Promoting milk is a good thing, according to Meadow Brook Dairy and school district officials, but advertising for outside companies is not. A representative from Dean Foods, Meadow Brook's parent company, announced Thursday that it is looking into phasing out all Build-a-Bear ads on the cartons that they distribute because they object to the content being advertised.

"What we liked about the other ones was it was a direct message to drink milk, and this one was one step away from what we don't want," said Marguerite Copel, vice president of communications for Dean Foods.

The Build-a-Bear cartons promote the Web site, where students are encouraged to log on and sign up for an online pet. A special code is listed on cartons that rewards students with free virtual milk cartons for their pets.

"We certainly don't want any advertising that is asking someone to buy something or give information. That's certainly very inappropriate," said Jim Twerdok, director of food services for the Erie School District.

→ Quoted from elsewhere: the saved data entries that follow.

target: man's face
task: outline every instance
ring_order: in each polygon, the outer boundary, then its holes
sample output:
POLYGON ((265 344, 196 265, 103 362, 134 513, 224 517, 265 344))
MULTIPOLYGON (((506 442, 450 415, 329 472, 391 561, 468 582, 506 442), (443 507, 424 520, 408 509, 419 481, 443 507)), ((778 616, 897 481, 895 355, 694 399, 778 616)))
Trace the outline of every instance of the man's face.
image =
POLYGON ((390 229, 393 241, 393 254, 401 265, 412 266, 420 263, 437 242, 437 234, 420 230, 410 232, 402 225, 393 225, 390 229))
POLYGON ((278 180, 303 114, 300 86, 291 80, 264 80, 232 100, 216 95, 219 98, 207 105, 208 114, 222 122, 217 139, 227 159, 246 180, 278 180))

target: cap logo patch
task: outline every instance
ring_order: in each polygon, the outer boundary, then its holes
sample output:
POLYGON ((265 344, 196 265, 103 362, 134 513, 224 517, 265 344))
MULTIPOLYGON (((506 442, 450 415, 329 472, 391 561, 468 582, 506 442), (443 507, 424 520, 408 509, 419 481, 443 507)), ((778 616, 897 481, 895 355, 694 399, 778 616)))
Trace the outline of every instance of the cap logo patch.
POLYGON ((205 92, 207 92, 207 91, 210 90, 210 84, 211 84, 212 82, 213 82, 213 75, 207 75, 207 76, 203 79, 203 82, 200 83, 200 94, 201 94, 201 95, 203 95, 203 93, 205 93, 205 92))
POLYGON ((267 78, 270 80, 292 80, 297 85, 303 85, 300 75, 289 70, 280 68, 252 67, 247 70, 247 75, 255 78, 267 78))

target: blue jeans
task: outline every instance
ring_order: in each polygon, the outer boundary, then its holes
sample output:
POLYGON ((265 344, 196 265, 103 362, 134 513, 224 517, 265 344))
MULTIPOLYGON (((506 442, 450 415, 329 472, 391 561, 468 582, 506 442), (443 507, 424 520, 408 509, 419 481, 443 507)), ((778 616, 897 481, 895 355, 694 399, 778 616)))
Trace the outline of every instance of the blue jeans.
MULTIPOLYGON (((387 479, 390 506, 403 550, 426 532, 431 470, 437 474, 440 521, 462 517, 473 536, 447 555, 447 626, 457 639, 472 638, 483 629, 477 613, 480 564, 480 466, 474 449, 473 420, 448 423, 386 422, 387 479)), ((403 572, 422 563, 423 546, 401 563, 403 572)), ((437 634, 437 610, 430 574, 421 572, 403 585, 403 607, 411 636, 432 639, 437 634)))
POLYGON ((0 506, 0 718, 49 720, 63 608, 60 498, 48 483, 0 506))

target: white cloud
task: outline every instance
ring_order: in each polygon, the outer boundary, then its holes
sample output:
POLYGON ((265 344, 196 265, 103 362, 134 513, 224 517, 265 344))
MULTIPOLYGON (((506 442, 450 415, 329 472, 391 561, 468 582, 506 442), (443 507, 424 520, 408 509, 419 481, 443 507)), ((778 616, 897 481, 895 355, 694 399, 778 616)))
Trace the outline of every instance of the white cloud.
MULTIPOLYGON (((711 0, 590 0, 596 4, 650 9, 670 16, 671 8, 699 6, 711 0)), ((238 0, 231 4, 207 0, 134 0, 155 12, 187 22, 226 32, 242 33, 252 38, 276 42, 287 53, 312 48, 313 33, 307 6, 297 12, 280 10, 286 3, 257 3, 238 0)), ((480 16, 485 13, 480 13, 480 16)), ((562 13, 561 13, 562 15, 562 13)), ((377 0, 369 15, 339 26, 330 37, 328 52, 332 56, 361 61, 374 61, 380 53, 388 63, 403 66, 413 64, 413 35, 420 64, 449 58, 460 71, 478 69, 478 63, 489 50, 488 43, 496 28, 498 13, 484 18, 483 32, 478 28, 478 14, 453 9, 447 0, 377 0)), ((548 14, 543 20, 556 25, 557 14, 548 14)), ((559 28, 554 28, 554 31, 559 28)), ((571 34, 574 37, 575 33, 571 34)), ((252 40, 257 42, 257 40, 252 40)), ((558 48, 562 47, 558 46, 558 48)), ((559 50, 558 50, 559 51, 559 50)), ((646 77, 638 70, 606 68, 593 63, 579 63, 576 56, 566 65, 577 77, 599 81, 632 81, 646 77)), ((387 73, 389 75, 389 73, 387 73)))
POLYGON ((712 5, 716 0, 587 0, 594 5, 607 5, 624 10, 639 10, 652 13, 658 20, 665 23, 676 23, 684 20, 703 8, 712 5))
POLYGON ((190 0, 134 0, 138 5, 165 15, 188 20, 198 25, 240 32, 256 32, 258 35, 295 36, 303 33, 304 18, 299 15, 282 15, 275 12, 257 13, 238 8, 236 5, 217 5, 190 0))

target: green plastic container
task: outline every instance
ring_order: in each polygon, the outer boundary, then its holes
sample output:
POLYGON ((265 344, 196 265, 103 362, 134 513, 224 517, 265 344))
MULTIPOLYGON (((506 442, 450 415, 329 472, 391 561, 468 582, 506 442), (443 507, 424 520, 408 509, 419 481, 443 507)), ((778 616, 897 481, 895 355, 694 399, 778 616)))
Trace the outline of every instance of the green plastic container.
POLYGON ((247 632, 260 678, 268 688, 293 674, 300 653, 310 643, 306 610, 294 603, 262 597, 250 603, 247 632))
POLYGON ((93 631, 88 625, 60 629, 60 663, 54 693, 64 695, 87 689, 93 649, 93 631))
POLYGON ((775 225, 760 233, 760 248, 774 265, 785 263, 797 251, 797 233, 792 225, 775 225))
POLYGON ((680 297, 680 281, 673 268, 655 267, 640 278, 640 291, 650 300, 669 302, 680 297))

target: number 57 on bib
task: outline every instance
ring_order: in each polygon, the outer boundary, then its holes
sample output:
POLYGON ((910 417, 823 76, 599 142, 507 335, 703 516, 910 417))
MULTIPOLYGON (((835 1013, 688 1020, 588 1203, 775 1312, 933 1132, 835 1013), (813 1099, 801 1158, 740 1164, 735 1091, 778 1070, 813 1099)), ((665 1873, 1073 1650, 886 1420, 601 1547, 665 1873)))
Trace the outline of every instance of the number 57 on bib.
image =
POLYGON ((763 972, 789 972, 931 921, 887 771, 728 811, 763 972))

Long said the Web site is completely kid-friendly and complies to the Children's Online Privacy Protection Act, which requires they do not request and do not get any personal information about a child unless they have parental consent or are older than 13 and consent to that.

The promotions are managed by a partnership between Dean Foods and Meadow Brook, MilkMedia and MilkRocks and the packaging company Evergreen, Long said. The Erie School District does not receive any profit.

Long and MilkRocks spokesman Erik Stein said the MilkRocks program has reached more than 24 million students per day and has always received positive feedback since it started in September.

Denise Vanderstraeten, the mother of a fifth-grader at Harding Elementary School, said children are regularly exposed to a lot of advertising and that advertising milk doesn't bother her.

"I personally don't care as long as it's kid-friendly," she said.

Laurie Brady agrees that milk should be required in schools, but doesn't like that her children are targeted at school where she can't regulate what they are shown.

"I'm just surprised there are ads, even if it does have to do with milk," said Brady, the parent of two Harding students.

Brady, who runs an in-home day-care center, said she isn't sure if she supports or opposes the program since the main promotion is for milk.

"If a child's toy is trying to promote milk, I guess that's OK," she said.